As Snake turned, the brilliant sunset drew her gaze. The sun was an orange blur on the horizon, radiating streaks of purple and vermilion through the gray clouds.

And then Snake saw the craters, stretching away across the desert below her. The earth was covered with great circular basins. Some, lying in the path of the lava flow, had caught and broken its smooth frozen billows. Others were clearer, great holes gouged in the earth, still distinct after so many years of driving sands. The craters were so large, spread over such a distance, that they could have only one source. Nuclear explosions had blasted them. The war itself was long over, almost forgotten, for it had destroyed everyone who knew or cared about the reasons it had happened.

Snake gazed over the ravaged land, glad to be no nearer. In places like this the effects of the war had lingered visibly and invisibly to Snake’s time; they would persist for centuries beyond her life. The canyon in which she and the partners were camped was probably not completely safe itself, but they had not been here long enough to be in serious danger.

Something unusual lay out in the rubble, in line with the brilliant setting sun so it was difficult for Snake to see. She squinted at it.
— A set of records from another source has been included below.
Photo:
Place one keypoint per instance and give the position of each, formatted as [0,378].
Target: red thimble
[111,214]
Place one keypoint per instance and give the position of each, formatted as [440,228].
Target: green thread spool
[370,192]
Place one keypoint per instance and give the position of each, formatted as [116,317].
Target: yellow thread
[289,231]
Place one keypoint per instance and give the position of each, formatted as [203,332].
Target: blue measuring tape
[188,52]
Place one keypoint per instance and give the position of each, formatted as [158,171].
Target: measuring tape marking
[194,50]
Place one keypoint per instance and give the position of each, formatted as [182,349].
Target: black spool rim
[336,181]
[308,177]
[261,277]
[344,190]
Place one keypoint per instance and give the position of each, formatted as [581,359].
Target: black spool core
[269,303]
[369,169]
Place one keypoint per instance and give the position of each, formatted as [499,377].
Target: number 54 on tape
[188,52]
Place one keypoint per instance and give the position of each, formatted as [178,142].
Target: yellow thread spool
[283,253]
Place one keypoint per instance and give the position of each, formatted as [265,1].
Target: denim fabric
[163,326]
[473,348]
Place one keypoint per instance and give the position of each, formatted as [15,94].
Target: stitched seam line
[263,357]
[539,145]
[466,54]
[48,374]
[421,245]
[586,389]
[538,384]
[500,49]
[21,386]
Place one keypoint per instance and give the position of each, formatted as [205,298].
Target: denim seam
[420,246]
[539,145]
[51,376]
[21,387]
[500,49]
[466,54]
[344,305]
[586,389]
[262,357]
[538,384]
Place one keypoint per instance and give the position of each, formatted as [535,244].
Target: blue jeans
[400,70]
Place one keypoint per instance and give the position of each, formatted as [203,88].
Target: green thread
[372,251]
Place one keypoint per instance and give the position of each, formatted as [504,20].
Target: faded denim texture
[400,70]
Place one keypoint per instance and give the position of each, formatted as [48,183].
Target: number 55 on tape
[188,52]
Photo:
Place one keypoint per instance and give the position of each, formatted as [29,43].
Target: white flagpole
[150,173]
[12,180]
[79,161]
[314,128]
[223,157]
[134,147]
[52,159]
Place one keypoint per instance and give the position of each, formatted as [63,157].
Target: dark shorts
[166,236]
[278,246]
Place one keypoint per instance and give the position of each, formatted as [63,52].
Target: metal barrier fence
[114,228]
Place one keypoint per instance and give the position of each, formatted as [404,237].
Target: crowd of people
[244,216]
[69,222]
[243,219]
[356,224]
She felt uneasy, as if she were spying on something she had no business knowing about.

The body of a horse, decaying in the heat, lay crumpled at the edge of a crater. The dead animal’s rigid legs poked grotesquely into the air, forced up by its swollen belly. Clasping the animal’s head, a gold bridle gleamed scarlet and orange in the sunset.
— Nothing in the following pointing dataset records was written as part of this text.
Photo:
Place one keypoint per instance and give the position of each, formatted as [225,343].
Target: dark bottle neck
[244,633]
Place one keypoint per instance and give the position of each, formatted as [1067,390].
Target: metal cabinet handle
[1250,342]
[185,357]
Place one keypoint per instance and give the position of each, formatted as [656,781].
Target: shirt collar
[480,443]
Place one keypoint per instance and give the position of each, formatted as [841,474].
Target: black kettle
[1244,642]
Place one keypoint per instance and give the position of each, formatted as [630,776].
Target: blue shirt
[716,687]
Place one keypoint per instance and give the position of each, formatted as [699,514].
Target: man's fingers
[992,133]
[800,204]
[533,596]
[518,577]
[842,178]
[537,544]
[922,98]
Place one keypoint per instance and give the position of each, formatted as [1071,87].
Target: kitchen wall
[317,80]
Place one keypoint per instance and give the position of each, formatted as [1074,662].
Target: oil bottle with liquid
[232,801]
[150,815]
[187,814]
Snake released her breath in a sound part sigh, part moan.

She ran back to the serpent case and urged Mist inside, picked Sand up and started back toward the camp, cursing when the rattler in his mindlessly obstinate way tried to twine himself around her arm. She stopped and held him so he could slide into his compartment, and started running again while she was still fastening the catch. The case banged against her leg.

Panting, she reached the tent and ducked inside. Merideth and Alex were asleep. Snake knelt beside Jesse and carefully pulled back the sheet.

Little more than an hour had passed since Snake had examined Jesse last. The bruises down her side had darkened and deepened, and her body was unhealthily flushed. Snake felt her forehead. It was burning hot and paper-dry. Jesse did not respond to her touch. When Snake took her hand away the smooth skin looked darker. Within minutes, while Snake watched, horrified, another bruise began to form as the capillaries ruptured, their walls so damaged by radiation that mild pressure completed their destruction. The bandage on Jesse’s thigh suddenly reddened in the center with a stain of blood. Snake clenched her fists. She was shaking, deep inside, as if from penetrating cold.

“Merideth!”

In a moment Merideth was awake, yawning and mumbling sleepily. “What’s wrong?”

“How long did it take you to find Jesse? Did she fall in the craters?”

“Yes, she was prospecting. That’s why we come here—other artisans can’t match our work because of what Jesse finds here. But this time a rim gave way. We found her in the evening.”

A whole day, Snake thought. She must have been in one of the primary craters.

“Why didn’t you tell me?”

“Tell you what?”

“Those craters are dangerous—”

“Do you believe all those old legends, healer? We’ve been coming here for a decade and nothing ever happened to us.”